What happens when an employee discovers a shared "destiny" with the organization he or she works for? A tremendous amount, according to business leaders who participated in this year's Edelman Change Summit, "The Radically Engaged Business: Creating a Culture Energized through Citizenship." The Summit, hosted by Edelman in partnership with CECP, addressed the critical need for strategic employee engagement for organizational health and success.
Executives from fourteen leading organizations joined us for the full-day Summit, ranging from keynote speaker, Doug Conant, the recently retired CEO of Campbell Soup Company, to leading executives from Avon, Starbucks, Vale, Western Union, IBM, Toyota, Time Warner Cable, Macy's, Deloitte, UNICEF, American Express, PepsiCo and PwC. These companies demonstrate exceptional leadership in employee engagement and represent a variety of industries and approaches: B2B, B2C, professional services and an NGO, with employee headcounts from 7,000 to over 400,000.

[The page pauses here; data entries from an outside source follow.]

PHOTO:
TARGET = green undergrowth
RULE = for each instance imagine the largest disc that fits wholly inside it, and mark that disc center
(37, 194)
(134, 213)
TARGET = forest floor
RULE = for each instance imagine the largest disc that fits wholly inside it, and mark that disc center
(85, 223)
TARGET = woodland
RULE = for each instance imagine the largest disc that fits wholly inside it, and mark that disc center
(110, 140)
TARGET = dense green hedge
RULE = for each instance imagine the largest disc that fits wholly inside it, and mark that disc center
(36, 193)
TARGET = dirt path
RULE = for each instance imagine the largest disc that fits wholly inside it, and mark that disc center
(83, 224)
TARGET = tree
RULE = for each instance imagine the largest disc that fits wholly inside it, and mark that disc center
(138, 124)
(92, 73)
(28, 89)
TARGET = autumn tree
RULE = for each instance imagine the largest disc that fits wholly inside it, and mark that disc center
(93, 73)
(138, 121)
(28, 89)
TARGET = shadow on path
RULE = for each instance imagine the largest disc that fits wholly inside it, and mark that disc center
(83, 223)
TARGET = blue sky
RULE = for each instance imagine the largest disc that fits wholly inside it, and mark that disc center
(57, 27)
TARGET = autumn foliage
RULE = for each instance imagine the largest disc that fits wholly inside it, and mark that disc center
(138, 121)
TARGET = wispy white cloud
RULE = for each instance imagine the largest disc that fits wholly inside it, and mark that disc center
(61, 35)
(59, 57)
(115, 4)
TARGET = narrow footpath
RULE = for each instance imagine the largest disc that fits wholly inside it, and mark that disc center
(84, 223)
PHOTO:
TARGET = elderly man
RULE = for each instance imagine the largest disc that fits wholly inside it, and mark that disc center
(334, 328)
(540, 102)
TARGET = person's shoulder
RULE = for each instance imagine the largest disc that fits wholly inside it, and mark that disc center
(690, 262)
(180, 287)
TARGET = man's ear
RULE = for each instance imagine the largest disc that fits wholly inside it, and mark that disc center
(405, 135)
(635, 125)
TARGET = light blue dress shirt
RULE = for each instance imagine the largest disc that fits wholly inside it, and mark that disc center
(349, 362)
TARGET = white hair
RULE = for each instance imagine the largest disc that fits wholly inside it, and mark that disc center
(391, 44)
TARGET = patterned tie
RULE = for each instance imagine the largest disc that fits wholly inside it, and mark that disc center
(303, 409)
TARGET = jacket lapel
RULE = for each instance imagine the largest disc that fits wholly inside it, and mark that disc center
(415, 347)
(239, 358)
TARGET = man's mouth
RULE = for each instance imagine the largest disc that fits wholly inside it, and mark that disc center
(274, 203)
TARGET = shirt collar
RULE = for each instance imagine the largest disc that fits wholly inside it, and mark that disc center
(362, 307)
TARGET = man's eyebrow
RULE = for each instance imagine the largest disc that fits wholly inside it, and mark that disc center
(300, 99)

For over 30 years I've witnessed the power of purpose and citizenship to galvanize and ignite employees' commitment to their companies. When employees discover the connection between what they do and what a company stands for, "magic" happens; they become more thoroughly engaged, motivated, productive, innovative, loyal and committed.
And the payoffs aren't just soft. According to Gallup, engaged organizations have a 3.9x higher earnings per share growth than organizations with lower engagement scores in the same industry. Employees who are most committed to their organization put in 57% more effort and 87% are less likely to leave than employees who felt disengaged, according to a 2010 study by BusinessWeek's Corporate Executive Board.
Employees are powerful engines of organizational success; engaging with them is absolutely critical in our hyper competitive, 24/7, globalized economy. The most committed employees share a destiny with their employers, and the most successful organizations today execute against a higher "Purpose" than just making money:
• IBM believes in creating a Smarter Planet, not just systems, solutions and software.
• Western Union fosters global economic development for the unbanked, beyond just transferring money around the globe to almost every country.
• Vale, Forbes' 4th fastest growing Fortune 500, transforms mineral resources into prosperity and sustainable development through a deep understanding of the critical relationships necessary to succeed in local communities.
• UNICEF believes in Zero, helping to lower the preventable daily deaths of 21,000 children and doing whatever it takes to save the life of a child, instead of just asking for a donation.
And these are just a few examples of the organizations that leading the way in engaging their workforce through Purpose. Employee commitment runs deep at those companies that stand for something beyond just making a profit.
A few key elements to keep front of mind when building or enhancing your own initiative:
• Lead: The most powerful programs are "leader-led", as said by Doug Conant. "You have to show up, walk the talk and get engaged first, before you can ask your employees to commit," said the former CEO of Campbell's.
• Construct: Start with program depth, not scale.
• Customize: Great initiatives must be customized for local execution.
• Collaborate: Sophisticated companies are learning from continual sharing, not only internally, but also with competitors, recognizing that each organization's program is uniquely constructed and executed and may offer valuable lessons for others.
• Measure: That which gets measured gets done. Build campaign participation into performance reviews.
• Narrate: Storytelling is key to build emotion and engagement. Our presenters agreed that in order to have a program truly breakthrough, you must "dial up the stories." "They do this by creating local market content, including blogs, videos and a robust social media presence, as well as arming their employee base with the knowledge and key messages to consistently share the story of the organization's Purpose.
• Evolve: Constantly evolve program elements to stay relevant. Avon added domestic violence as a core global issue alongside their comprehensive Avon Breast Cancer Crusade, each in over 50 countries.
Purpose is no longer a nice-to-do. It is a must-do in creating and retaining an energized workforce and culture that will truly stand the test of time.
Disclaimer: Vale and Western Union are Edelman clients.